The master disliked them because they had gone ‘native’.
“You should see what Remiel looks like now—horns and spider legs,” Michael spat as he stalked back and forth in front of his throne. His mercury eyes darkened to gold in his anger. “It’s a disgrace.”
He’d gone on about the current appearance of the remaining angels long enough for her to gather that they’d gone through some form of de-evolution.
Sheol bent them, slowly reshaping them into a form suitable to the environment. Something more like Slank but infinitely more dangerous. Of all the Host, as Michael called his former compatriots, only he had stood firm.
Every other angel had surrendered to their circumstances, becoming twisted and deformed…like the sparse population she never got to see.
Everyone succumbed. It was just a matter of time before she followed suit.
Unless you help Michael get back to Earth. Not that she had a choice. He was her only shot at getting back home.
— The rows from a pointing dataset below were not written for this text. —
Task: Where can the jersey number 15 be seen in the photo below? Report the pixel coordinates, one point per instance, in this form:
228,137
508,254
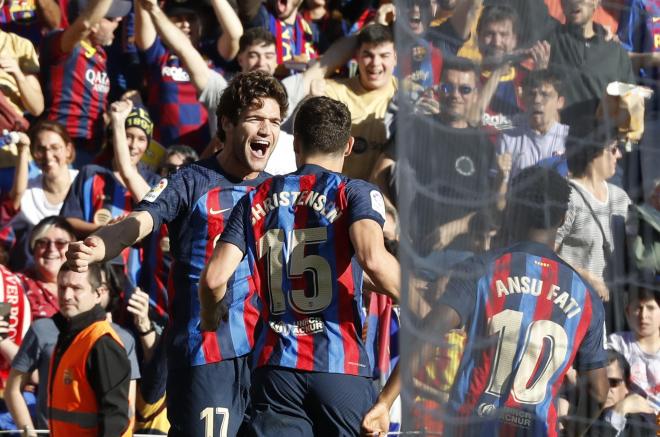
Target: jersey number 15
271,244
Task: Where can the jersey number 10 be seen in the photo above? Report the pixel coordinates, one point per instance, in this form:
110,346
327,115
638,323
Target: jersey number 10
271,244
540,333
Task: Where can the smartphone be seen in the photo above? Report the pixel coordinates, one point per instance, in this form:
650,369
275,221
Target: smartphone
5,309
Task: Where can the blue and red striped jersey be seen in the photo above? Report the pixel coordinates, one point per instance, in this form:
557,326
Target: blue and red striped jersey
294,230
75,86
507,100
21,17
195,202
290,39
528,317
179,118
96,196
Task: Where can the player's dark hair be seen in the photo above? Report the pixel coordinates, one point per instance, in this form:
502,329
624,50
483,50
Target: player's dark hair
497,14
616,357
588,139
247,90
189,154
375,34
322,125
45,224
537,200
255,36
461,64
643,294
538,78
93,274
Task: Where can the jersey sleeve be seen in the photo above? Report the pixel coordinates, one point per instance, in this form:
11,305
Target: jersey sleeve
153,54
631,25
210,95
166,199
591,354
26,359
235,231
461,290
73,202
365,202
51,48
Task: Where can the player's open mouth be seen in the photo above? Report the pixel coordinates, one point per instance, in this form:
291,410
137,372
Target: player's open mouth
259,148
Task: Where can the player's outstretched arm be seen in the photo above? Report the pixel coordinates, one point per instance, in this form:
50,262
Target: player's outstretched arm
377,420
213,283
109,241
383,269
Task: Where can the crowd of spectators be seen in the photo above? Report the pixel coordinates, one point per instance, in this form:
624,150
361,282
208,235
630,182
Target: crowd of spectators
108,96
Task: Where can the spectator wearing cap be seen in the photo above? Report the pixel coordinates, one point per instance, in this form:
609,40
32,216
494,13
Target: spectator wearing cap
294,40
74,73
586,59
102,194
172,96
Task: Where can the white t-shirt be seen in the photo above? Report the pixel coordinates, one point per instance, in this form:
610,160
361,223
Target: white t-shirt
34,205
644,368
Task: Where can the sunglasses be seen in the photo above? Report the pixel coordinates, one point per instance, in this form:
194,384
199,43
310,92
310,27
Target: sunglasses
616,148
44,243
615,382
449,88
That and he’d snap her neck if she dared disobey. And so her life of drudgery continued—bouts of mindless work interspersed with bone-chilling moments of dread and dismay.
She got up at first light, gathering things in the ‘garden’ Slank had planted just outside the fortress gates. Things only grew near the walls because of Michael’s grace. Ten yards out and the soil was barren. Slank had shared that in a hissing tone of warning as if Valeria were planning on making a break for it. As if she were stupid enough to run across a desert landscape on an alien planet.
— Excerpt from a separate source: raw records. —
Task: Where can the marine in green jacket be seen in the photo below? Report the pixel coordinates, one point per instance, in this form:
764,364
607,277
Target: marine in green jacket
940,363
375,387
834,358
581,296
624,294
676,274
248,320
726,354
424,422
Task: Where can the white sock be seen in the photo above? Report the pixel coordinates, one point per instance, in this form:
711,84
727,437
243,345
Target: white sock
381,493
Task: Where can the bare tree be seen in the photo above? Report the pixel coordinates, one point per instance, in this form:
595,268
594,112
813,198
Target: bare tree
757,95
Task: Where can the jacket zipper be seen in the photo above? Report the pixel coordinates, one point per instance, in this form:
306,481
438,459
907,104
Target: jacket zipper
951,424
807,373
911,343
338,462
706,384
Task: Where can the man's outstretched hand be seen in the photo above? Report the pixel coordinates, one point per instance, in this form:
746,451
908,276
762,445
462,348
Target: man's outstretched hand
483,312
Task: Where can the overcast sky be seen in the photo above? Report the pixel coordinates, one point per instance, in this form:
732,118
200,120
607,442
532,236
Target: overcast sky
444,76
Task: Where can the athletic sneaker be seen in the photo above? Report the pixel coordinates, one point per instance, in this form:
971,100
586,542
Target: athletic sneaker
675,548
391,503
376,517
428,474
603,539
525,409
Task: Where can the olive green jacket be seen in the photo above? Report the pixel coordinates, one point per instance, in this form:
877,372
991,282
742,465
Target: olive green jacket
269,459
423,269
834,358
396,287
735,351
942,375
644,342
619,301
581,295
After she finished the outside chores, Valeria would scuttle into the castle. Her tasks inside were varied. Sometimes, she would help Slank in the kitchen, a task that turned her stomach, but Michael never complained about the food they produced. Mostly she would work in the library, looking up things at the archangel’s direction or occasionally dusting there or in the laboratory.
This last was where Michael spent most of his time. It was directly across from the library, the long rectangular rooms built as mirror images of each other with the throne room just above them.
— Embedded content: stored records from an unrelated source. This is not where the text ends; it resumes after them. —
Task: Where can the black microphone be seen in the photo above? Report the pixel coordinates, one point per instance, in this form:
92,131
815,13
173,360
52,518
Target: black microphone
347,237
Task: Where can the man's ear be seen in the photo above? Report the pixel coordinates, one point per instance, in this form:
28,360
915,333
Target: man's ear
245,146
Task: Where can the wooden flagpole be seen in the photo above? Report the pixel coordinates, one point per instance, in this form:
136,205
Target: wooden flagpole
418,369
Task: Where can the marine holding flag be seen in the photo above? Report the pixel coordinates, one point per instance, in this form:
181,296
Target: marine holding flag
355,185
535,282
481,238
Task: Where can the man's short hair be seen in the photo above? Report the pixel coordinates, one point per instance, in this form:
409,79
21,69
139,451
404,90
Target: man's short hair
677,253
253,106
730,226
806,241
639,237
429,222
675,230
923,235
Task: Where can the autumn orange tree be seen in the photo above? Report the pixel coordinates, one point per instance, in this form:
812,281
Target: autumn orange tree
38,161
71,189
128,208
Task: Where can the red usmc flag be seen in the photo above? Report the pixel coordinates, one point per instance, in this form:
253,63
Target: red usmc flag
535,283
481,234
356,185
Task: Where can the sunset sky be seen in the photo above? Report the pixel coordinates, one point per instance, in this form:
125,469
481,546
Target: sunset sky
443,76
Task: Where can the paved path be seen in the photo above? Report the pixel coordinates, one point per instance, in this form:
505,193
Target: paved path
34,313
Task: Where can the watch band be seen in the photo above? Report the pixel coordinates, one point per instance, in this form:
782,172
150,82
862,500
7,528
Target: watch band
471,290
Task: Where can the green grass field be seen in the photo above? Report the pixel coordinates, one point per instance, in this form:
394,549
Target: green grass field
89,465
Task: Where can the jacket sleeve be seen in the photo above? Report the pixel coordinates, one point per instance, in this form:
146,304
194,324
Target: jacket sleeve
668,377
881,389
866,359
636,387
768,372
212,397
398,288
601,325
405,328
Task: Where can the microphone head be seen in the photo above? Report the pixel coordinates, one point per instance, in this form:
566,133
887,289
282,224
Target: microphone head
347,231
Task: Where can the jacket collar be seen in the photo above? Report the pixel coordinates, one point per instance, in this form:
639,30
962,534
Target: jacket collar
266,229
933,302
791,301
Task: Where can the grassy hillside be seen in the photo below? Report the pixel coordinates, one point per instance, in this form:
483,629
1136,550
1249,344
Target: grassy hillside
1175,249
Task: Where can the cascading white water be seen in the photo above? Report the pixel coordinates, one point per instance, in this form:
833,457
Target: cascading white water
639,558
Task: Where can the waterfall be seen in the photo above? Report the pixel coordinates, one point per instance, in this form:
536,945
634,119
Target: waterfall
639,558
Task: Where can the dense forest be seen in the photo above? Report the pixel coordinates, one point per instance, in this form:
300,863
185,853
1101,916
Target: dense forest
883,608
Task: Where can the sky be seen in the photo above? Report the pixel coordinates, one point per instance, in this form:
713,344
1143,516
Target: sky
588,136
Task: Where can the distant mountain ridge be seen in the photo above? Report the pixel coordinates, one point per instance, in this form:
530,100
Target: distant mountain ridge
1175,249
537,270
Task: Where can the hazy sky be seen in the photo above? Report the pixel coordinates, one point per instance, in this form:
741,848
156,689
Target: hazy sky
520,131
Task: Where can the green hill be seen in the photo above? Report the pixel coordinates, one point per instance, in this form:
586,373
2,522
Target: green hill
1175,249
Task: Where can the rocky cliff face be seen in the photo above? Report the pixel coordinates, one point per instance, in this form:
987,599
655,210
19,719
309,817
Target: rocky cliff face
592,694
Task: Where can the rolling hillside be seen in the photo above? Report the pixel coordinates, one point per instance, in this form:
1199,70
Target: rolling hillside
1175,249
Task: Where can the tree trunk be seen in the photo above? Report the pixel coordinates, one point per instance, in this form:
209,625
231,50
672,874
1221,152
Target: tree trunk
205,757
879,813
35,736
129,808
Large double doors built on an archangel scale were set in the middle of each room, facing each other across the hall. They were left open so Michael could shout summons or yell instructions.
In the evenings, he dismissed her to eat in the kitchen while he sat down to a feast in the throne room, where Slank attended him.
One night, she made the mistake of asking him if Slank’s smell bothered him.
“Her what?” he’d asked, looking at her blankly.
“Her scent. It’s, um, rather strong, isn’t it?” Valeria was grateful her mealtimes didn’t coincide with Slank’s because she was sure she’d never be able to choke down any sustenance.
The archangel had given her a look of such condescension and contempt in reply that Valeria had put two and two together. To him, she smelled just as bad. Humans, even un-mutated humans, were sacs of oil, sweat, occasional flatulence, and little more.
In Michael’s eyes, she and Slank were both insects. They were useful in their way, but intimately they were just bugs.
As for her diet, Valeria only ate things from the garden. Her favorite thing, or at least her least disliked one, was the bulbous roots that reminded her of radishes but had the texture of water chestnuts, only sour. Almost everything that grew in the soil was either sour or sickly sweet. Michael would only eat the ones Slank managed to combine, balancing those two traits together. It took a lot of time and effort, however, so only Michael was entitled to eat those dishes.
He also ate meat.
Every few days, the archangel flew away to hunt, returning hours later with unidentifiable bundles.
She didn’t want to know what it was that ended up on the banquet table, preferring blissful ignorance on this score. At least until Michael’s dinner attacked her.
It happened early one morning. She had been gathering at the edge of the arable land, digging below the surface for the twisted vegetables that would be her and Slank’s dinner—the farther from the castle, the worse their quality.
One second, she was adjusting the gloves that protected her from the coarse sand. Then she lifted her gaze and saw a face full of fangs inches from her head.